I’m hardly expert on this issue given that I’m stuck with my own non-linear model, but I see two improvements that will get yours to fit.
1) Strengthen the prior on “lambda”
\mathcal{N}(-1,10) is pretty weak, and as I understand it non-linear models need extra attention to the prior specification in order to converge. How you go about this might be a bit more challenging. It’s clear how to proceed if, say, lambda = 10
is biologically unreasonable in your study system. But if those extreme values are plausible, others would have to weigh in.
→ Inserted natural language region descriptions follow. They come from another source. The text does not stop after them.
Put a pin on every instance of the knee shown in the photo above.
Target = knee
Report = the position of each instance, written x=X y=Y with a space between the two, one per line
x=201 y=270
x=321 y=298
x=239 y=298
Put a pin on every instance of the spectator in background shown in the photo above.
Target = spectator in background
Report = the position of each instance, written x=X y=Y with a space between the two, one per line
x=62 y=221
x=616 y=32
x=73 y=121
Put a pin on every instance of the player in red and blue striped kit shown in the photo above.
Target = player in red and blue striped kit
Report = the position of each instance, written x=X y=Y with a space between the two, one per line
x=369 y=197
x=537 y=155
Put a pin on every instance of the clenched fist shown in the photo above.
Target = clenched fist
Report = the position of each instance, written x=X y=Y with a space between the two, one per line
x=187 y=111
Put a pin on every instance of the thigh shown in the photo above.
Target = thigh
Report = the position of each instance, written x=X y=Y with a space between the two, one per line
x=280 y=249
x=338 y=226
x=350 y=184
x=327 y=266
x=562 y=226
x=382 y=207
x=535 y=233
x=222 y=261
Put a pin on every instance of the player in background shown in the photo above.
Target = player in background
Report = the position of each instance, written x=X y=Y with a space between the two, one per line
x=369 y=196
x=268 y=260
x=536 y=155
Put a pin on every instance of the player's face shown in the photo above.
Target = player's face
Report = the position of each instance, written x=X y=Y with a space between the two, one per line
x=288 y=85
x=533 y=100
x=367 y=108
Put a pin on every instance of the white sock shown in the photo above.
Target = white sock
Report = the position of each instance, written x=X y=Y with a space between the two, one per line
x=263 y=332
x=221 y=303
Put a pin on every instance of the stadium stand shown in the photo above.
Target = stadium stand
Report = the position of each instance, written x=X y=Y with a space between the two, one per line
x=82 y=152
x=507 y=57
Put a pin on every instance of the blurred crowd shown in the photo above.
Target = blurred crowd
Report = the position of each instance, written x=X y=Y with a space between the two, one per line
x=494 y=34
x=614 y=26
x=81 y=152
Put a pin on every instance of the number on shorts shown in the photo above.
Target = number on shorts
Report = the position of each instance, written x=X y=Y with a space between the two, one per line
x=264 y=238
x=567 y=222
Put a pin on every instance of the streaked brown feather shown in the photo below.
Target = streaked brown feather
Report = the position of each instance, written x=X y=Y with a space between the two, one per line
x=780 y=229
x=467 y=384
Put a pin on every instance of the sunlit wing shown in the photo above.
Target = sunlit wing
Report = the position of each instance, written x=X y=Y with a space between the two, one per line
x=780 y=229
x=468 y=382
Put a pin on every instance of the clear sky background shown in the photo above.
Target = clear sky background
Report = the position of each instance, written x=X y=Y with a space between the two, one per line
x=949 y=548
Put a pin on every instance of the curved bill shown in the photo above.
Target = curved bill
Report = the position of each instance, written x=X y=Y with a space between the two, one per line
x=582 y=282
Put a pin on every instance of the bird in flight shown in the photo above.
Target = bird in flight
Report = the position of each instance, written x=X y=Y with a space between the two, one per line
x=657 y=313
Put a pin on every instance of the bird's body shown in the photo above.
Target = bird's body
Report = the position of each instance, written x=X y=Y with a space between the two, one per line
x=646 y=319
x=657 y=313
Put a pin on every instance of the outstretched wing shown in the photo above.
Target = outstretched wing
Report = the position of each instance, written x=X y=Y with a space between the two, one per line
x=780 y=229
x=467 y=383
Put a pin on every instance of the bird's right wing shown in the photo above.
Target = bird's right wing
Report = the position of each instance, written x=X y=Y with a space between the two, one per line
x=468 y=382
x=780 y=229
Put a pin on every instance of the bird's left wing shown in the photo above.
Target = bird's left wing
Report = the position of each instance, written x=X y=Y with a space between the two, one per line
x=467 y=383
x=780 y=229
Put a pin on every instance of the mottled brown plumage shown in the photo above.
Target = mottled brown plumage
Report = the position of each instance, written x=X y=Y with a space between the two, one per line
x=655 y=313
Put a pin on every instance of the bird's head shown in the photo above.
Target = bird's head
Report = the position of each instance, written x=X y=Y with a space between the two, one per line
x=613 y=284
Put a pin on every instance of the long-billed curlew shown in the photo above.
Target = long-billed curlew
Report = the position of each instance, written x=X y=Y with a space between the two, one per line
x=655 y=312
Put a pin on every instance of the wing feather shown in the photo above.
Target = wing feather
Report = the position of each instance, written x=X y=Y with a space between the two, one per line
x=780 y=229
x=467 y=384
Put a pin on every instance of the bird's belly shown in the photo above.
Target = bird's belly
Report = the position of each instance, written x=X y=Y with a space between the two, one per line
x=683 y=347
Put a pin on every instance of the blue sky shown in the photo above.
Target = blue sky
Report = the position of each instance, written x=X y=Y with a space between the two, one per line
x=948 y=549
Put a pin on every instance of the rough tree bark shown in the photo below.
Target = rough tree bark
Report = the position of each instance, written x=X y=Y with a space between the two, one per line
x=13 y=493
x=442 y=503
2) Rescale model parameters
From another post, @paul.buerkner recommends:
Putting the two together, I come to:
fit_lactin <- brm(
bf(growthrate ~ exp(rho*temperature) - exp(rho*TmaxSC*10 - (TmaxSC*10-temperature)/delta) + lambdaSC/10,
rho ~ 1,
TmaxSC ~ 1,
delta ~ 1,
lambdaSC ~ 1,
nl = TRUE),
data = ryandata, family = gaussian(),
prior = c(
prior(normal(0.1,10), nlpar = "rho"),
prior(normal(4.2,1.0), nlpar = "TmaxSC", lb = 0.1, ub = 5.0),
prior(normal(7,10), nlpar = "delta"),
prior(normal(-10,2), nlpar = "lambdaSC")
),
warmup = 5000, iter = 10000, chains = 2, cores = 2,
control = list(adapt_delta = 0.95)
)
You can see that I’ve just multiplied Tmax
and divided lambda
—both in the model formula and in the priors—to bring them onto a similar order of magnitude as the other parameters. I append “SC” as a suffix to remind myself that the posteriors for these parameters need to be back-transformed. Although it’s a bit harder to see because of this scaling, I’ve also dramatically narrowed the prior on lambda
. This fits reasonably quickly and gives the following:
Population-Level Effects:
Estimate Est.Error l-95% CI
rho_Intercept 0.08 0.01 0.07
TmaxSC_Intercept 4.38 0.01 4.35
delta_Intercept 7.07 0.56 5.94
lambdaSC_Intercept -9.52 0.62 -10.52
u-95% CI Eff.Sample Rhat
rho_Intercept 0.09 1902 1.00
TmaxSC_Intercept 4.40 3831 1.00
delta_Intercept 8.03 2010 1.00
lambdaSC_Intercept -8.01 2593 1.00
Family Specific Parameters:
Estimate Est.Error l-95% CI u-95% CI
sigma 0.17 0.02 0.14 0.22
Eff.Sample Rhat
sigma 4260 1.00
These correspond (after backtransforming the “SC” parameters) quite nicely to the estimates from nls
:
Parameters:
Estimate Std. Error t value Pr(>|t|)
rho 0.073298 0.006612 11.086 2.57e-13 ***
Tmax 43.789369 0.148651 294.579 < 2e-16 ***
delta 6.928933 0.858966 8.067 1.13e-09 ***
lambda -0.980015 0.044927 -21.813 < 2e-16 ***
I hope this helps in your case, but so far these “tricks” haven’t gotten me out of my issue. I would also be keen to learn about the strategies for re-parameterization. I also haven’t been able to find specific, practical suggestions on this front. Perhaps these strategies could help you make use of weaker priors that you may have to use when fitting other data to this model.